«Three Field Experiments on Procrastination and Willpower Nicholas Burger, Gary Charness, and John Lynham* September 17, 2008 Abstract: We conducted ...»
Three Field Experiments on Procrastination and Willpower
Nicholas Burger, Gary Charness, and John Lynham*
September 17, 2008
Abstract: We conducted three field experiments to investigate how people schedule and
complete tasks, providing some of the first data concerning procrastination and willpower under
financial incentives. In our first study, we paid students $95 if they completed 75 hours of
monitored studying over a five-week period. We also required people to meet interim weekly
targets in one treatment, but not in the other. In a second study, the task consisted of answering multiple-choice questions on seven consecutive days, with staggered start dates and an endogenous task ordering (tasks varied by number of questions). In our third study, participants answered 20 multiple-choice questions over two consecutive days, varying whether this was during the week or on the weekend. Participants were assigned to either an easy or difficult Stroop test (used by psychologists to deplete willpower) on the first day, before any questions could be answered. We find evidence of procrastination and willpower depletion/replenishment, as well as evidence suggesting a self-reputation interpretation. And yet the behavioral interventions we used led to outcomes that surprised us in all three studies, although these outcomes are largely consistent with the standard neo-classical model.

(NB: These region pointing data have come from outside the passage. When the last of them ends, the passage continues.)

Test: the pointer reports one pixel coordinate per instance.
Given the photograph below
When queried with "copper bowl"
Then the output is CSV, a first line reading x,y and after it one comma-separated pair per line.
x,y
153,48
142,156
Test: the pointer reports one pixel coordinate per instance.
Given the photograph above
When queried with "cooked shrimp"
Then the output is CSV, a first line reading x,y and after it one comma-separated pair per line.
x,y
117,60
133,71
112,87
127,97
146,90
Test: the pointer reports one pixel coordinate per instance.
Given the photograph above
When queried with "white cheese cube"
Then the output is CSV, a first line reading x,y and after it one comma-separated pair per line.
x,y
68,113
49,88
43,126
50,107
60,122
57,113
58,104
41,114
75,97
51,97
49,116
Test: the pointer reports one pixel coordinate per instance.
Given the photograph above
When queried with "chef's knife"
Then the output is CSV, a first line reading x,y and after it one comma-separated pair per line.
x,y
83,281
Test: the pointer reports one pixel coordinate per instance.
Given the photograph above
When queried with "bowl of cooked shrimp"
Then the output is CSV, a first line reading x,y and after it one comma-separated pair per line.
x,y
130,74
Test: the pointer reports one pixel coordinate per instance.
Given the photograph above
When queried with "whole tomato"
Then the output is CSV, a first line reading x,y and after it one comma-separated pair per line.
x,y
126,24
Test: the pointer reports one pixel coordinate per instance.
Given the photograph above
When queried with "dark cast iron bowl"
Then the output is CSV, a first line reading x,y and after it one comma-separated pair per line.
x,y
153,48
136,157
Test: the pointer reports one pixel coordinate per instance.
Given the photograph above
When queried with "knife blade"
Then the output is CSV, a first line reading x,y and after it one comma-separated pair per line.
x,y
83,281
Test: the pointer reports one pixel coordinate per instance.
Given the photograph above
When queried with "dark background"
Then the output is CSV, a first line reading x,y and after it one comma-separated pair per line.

Keywords: Field experiment, Incentives, Procrastination, Studying, Willpower JEL Codes: A13, A22, B49, C93, D0 * Contact: Nicholas Burger, Rand Corporation, email@example.com, Gary Charness, Dept. of Economics, University of California at Santa Barbara, firstname.lastname@example.org, John Lynham, Dept. of Economics, University of Hawai’i at Manoa, email@example.com
1. INTRODUCTION People experience self-control problems when their preferences are not consistent across time. One form of self-control problem concerns persistent bad habits or addictions, such as overeating or cigarette smoking. An individual knows that he or she will later regret a current choice of self-indulgence, but nevertheless engages in the activity. The other side of the coin is a situation where an individual is faced with an activity that will lead to future benefits, but is unappealing at the moment. This often leads to procrastination, common in everyday life.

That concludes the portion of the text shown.